All in all, this was an okay read. I enjoyed the inclusion of faith, especially the repeated refrain 'There is only ONE, God." It's not often that christian dips into fantasy and the undead, but it's cool to see!
The book was kind of short, and seemed to focus more on the side characters reactions than the main problem. In the end the climax seemed to fall flat, and was kind of vague; which was surprising, as there was a lot of detail up until that point.
I'm guessing this fits into a larger world, and I look forward to longer works, where hopefully we get to see more of this world, learn it's history, and delve into more character development!
(I received an advance review copy for free, and I am leaving this review voluntarily.)
I received an advance review copy for free, and I am leaving this review voluntarily.
This was a pretty original fantasy story of good vs. evil. I liked the spiritual aspect of the main character Halsederic, and his back story. His divine flaming sword that had the power to detect evil was cool too. There was good character development as well as world building that wasn't too overdone. For me there was a were few areas in the story that was a little over descriptive in areas that I felt that didn't really need it (ie. technical descriptions of the tomb as well as the landscape on the journey to the tomb). Overall this was a good book that leaves the reader looking for follow up adventures by our main character duo.
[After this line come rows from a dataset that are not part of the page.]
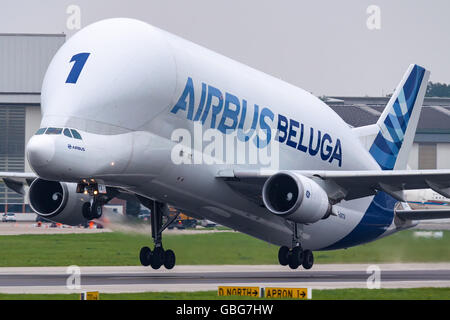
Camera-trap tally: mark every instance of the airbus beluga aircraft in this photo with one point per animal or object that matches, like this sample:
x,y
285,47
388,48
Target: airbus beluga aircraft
x,y
123,103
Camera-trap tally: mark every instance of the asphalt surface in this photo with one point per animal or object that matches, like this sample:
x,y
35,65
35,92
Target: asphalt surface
x,y
193,278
I received an advance review copy for free, and I am leaving this review voluntarily.
It took me a while, but it was worth it. The book is great! The story isn't too long, but it's filled with enough action, development, and descriptions so it's intriguing from start to finish. The author has really nice narrative style and I loved the descriptions. The characters are very well thought out with balanced character development. I loved how to author handled the setting. That air of pressure, tension, and paranoia vibes are always there in the background throughout the story, which makes the reading experience even more intriguing!
The Revenant and the Tomb is a novella by Herman Lol Hunter. I felt that this book was unique in it's approach to evil. Halsedric is the wielded if Holy Flame and he and his group, led by tracker Drahm, are going up the fabled mountain, Horn of Torgiv. There are man ft fights and lots of obstacles to prevent them from reaching the Tomb. I found the characters to be interesting and the battle with the evil shadows was an epic battle. I received an arc for free and am leaving my review voluntarily.
I had just finished reading this book after reading the Wizard’s Stone previously. This one is more darker than the other, but like the other nothing is what it appears to be on the surface of the story. The real story is in the subtext of the book which speaks volumes of the author’s ability to weave a good tale. I look forward to reading more from the author and I highly recommend it to fantasy fans who have a yen for the classic pulp storytelling.